Crause
- Industry: Weapons manufacturing
- Founded: 1815 in Herzberg, Germany
- Founder: Carl Phillip Crause
- Defunct: 1857
- Products: M1835; M1840; M1848; M1849; M1850; M1854;

= Crause =

German weapons manufacturer

Crause was a weapons manufacturer located in Herzberg, Germany, operating in the first half of the 19th century. Among other orders, they manufactured 2,000 M1849 kammerladers for the Norwegian Army.

== History ==
Crause was founded by its namesake, Carl Phillip Crause. Crause ran a gun manufactory in Herzberg, northwestern Germany, from the end of the Napoleonic Wars until 1857. The factory produced military arms for Hannover and nearby principalities.

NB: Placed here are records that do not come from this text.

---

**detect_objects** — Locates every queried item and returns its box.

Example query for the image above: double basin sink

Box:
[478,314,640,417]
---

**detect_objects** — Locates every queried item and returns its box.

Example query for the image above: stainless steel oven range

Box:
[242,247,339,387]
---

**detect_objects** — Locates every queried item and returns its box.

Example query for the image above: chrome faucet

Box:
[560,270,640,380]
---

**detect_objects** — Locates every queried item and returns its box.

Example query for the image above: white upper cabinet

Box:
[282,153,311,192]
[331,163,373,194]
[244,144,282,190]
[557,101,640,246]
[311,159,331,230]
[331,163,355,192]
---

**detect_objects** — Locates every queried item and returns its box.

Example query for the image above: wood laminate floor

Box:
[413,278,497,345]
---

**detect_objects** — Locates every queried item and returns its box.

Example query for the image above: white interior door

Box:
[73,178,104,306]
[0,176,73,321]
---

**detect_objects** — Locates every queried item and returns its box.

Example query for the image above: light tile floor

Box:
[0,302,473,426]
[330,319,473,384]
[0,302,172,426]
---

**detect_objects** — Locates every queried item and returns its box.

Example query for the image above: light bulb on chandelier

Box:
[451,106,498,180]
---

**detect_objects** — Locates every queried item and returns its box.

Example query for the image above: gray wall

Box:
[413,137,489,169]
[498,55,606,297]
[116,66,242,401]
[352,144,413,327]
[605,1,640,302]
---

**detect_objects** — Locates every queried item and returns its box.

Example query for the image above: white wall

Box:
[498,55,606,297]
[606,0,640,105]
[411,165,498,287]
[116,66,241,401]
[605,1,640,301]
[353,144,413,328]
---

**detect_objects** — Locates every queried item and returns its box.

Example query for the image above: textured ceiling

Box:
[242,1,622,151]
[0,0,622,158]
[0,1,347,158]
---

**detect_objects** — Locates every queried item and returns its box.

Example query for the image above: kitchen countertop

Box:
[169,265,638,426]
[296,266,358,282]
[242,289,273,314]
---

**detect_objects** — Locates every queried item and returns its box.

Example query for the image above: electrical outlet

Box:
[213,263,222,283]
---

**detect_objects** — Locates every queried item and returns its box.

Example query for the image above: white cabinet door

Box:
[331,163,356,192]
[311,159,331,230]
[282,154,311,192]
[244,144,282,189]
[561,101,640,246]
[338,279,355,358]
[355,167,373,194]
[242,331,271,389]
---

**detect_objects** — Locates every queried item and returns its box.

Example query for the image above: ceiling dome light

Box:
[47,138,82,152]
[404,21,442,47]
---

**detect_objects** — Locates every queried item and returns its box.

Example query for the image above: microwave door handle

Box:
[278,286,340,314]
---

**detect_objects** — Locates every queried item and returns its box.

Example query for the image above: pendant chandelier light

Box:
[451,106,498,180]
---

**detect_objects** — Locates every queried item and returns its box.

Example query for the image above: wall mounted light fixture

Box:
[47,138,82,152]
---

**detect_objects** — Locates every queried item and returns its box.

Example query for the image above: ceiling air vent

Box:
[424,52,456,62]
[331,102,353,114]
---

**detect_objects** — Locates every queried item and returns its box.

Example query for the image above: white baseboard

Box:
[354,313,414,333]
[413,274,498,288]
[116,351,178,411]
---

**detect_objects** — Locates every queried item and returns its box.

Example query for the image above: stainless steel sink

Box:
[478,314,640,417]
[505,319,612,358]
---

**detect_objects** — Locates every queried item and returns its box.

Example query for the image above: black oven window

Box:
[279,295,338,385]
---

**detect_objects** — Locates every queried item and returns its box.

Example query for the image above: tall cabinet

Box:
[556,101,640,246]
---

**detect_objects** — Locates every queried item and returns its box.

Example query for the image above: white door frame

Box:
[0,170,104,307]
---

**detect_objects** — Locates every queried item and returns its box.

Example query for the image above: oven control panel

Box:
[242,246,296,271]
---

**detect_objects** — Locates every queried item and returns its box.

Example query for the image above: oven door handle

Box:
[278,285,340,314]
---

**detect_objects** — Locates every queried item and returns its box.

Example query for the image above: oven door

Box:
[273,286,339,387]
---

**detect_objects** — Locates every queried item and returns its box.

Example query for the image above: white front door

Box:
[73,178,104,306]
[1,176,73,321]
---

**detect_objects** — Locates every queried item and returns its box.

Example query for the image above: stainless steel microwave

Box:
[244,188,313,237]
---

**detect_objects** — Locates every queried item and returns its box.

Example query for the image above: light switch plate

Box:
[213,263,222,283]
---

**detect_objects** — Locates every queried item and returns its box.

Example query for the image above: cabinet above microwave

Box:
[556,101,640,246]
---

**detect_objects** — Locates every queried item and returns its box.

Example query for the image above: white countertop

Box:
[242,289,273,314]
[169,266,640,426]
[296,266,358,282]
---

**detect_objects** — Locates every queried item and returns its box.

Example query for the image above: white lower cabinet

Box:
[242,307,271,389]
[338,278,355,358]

The finished weapons manufactured by Crause were signed with his surname and included the Brunswick M1835 and M1848 rifles. In addition, Hannovarian M1850 and M1854 rifle-muskets, yager rifles, and the M1840 and M1849 rifle-muskets were created for the Hanseatic League, which comprised the north German states of Oldenberg, Hamburg, Bremen, and Lubeck. The latter two types of arms were modified to accommodate elongated projectiles that gained popularity in the 1850s. Several thousand of these weapons were also imported into the United States, where they were used during the American Civil War.